22 Thursday Sep 2016

Posted by bobdillon33@gmail.com in Communication., HUMAN INTELLIGENCE, Humanity., Modern Day Communication., Technology, The Future, The Internet., What Needs to change in the World, WiFi communication.

≈ Comments Off on THE BEADY EYE SAYS. WE ARE ENTERING THE ERA OF MASS DISTRACTION.

Tags

Facebook, Facebook and Society., Google/Amazon/Facebook/Twitter, SMART PHONE WORLD, Smart Phone., Smartphones

An endless bombardment of news and gossip and images is rendering us manic information addicts.

Every single minute on the planet, YouTube users upload 400 hours of video and Tinder users swipe profiles over a million times.

Each day, there are literally billions of Facebook “likes.”

Online Social media outlets are now publish exponentially more material than they once did, churning out articles at a rapid-fire pace, adding new details to the news every few minutes.

Blogs, Facebook feeds, Tumblr accounts, tweets, and propaganda outlets repurpose, borrow, and add topspin to the same output.

We are guided to these info-nuggets by myriad little interruptions on social media, all cascading at us with individually tailored relevance and accuracy.Afficher l'image d'origine

We all distracted by a constant stream of things to annoy, enlighten, or infuriate; a niche in the nerve center of the exploding global conversation; and a way to measure success — in big and beautiful data — that was a constant dopamine bath for the writerly ego.

Do not flatter yourself in thinking that you have much control over which temptations you click on.  We are all close to helpless.

Silicon Valley’s technologists and their ever-perfecting algorithms have discovered the form of bait that will have you jumping like a witless minnow. No information technology ever had this depth of knowledge of its consumers — or greater capacity to tweak their synapses to keep them engaged.

The modest mastery of our practical lives is what fulfilled us for tens of thousands of years — until technology and capitalism decided it was entirely dispensable.

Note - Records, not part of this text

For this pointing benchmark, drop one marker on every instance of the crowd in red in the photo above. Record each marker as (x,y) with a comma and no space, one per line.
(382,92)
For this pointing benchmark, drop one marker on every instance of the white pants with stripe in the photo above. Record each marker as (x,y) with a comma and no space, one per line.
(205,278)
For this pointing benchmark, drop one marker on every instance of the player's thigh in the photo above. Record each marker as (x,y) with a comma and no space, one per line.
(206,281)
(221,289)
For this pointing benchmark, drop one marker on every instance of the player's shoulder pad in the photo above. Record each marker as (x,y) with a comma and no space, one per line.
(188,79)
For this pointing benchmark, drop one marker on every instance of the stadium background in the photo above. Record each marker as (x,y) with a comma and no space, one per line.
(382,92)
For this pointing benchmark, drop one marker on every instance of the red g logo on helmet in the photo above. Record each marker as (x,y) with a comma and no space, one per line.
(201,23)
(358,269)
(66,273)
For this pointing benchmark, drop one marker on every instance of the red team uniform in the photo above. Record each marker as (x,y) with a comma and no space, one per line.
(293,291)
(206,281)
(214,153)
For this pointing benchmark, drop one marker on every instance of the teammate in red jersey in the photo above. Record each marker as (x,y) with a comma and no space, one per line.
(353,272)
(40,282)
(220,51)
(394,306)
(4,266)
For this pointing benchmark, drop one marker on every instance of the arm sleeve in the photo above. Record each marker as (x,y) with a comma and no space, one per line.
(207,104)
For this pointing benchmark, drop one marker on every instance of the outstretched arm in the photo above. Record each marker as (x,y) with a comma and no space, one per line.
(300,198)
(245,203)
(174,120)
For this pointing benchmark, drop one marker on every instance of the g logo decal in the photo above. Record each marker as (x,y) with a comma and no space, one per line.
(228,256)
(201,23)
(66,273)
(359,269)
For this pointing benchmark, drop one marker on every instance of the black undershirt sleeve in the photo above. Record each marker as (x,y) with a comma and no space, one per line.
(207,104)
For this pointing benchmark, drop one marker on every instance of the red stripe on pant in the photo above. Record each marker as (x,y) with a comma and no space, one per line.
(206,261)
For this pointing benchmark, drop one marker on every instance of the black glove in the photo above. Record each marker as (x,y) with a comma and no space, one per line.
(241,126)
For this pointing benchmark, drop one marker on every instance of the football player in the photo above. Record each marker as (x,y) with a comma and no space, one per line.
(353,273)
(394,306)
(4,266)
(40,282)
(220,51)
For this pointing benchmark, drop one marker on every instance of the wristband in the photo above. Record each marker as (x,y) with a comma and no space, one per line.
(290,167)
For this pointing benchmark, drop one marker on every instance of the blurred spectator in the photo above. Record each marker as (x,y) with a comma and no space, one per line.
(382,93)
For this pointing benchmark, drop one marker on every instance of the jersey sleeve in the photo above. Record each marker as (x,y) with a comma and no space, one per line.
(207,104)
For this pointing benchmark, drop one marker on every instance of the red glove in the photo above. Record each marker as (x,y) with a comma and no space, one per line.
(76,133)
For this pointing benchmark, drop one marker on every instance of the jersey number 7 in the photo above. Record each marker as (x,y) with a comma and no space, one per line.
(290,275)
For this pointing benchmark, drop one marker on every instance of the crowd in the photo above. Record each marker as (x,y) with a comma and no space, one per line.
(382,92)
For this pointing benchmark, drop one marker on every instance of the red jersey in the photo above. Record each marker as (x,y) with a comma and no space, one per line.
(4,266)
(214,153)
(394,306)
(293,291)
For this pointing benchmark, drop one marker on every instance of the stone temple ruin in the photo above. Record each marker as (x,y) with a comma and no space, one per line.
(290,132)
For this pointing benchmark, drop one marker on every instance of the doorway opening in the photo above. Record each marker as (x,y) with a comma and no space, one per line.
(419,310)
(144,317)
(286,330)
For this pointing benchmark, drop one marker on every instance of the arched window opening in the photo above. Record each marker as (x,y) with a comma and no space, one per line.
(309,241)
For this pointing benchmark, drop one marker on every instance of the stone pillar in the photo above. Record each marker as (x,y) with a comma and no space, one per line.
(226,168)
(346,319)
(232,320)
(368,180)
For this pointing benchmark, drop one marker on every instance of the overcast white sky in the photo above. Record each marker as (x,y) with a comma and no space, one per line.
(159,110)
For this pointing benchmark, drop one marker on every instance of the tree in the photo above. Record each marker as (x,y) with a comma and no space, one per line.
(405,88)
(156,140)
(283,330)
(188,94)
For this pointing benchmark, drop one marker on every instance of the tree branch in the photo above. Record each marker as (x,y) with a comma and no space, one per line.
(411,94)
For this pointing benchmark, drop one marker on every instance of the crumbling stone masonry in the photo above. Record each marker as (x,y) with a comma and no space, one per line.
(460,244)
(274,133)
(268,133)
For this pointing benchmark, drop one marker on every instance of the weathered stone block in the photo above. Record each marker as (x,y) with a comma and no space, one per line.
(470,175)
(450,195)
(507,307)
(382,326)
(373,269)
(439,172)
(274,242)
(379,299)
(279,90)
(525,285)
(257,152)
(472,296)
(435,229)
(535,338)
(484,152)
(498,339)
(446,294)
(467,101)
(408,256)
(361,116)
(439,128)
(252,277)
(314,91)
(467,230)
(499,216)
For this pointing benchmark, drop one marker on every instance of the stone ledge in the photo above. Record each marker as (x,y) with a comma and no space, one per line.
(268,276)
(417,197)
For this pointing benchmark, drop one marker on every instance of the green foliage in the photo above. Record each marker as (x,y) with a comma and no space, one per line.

By rapidly substituting virtual reality for reality, we are diminishing the scope of interaction even as we multiply the number of people with whom we interact.

We have gone from looking up and around to constantly looking down.

GPS, for example, has led to our not even seeing, let alone remembering, the details of our environment, to our not developing the accumulated memories that give us a sense of place and control over what we once called ordinary life.

New technology has seized control of around one-third young adults’ waking hours.

Afficher l'image d'origine

The result is yet to be seen and we are only beginning to get our minds around the costs, in wars, movement of people, erosion of democracy, surveillance and where to find the truth.

As we are  being methodically filled with more stimulus and noise and this new epidemic of distraction is our civilization’s specific weakness.

The amount of time we spend cruising vastly outweighs the time we may ever get to spend with the objects of our desire. Virtual living is creating a mental climate that will be maddeningly hard to manage.

Beyond mere doing, there is also being;

We are becoming each other’s “contacts,” efficient shadows of ourselves.

We hide our vulnerabilities, airbrushing our flaws and quirks; we project our fantasies onto the images before us.

Why is any of this important.

Take the smart phone for example.

When someone next to you answers the phone and starts talking loudly as if you didn’t exist, you realize that, in his or her private zone, you don’t.

They are robbing  us of a silence that was previously regarded as integral to the health of the human imagination.

The device went from unknown to indispensable in less than a decade.

Once you disappeared down a rabbit hole, but the smart phone then went and made the rabbit hole portable, inviting us to get lost in it anywhere, at any time, whatever else we might be doing.

Information soon penetrated every waking moment of our lives. All the hazards of real human interaction are being  banished.

Truly being with another person means being experientially with them, picking up countless tiny signals from the eyes and voice and body language and context, and reacting, often unconsciously, to every nuance.

These are our deepest social skills, which have been honed through the aeons. They are what make us distinctively human.

The smart phone revolution of the past decade can be seen in some ways simply as the final twist.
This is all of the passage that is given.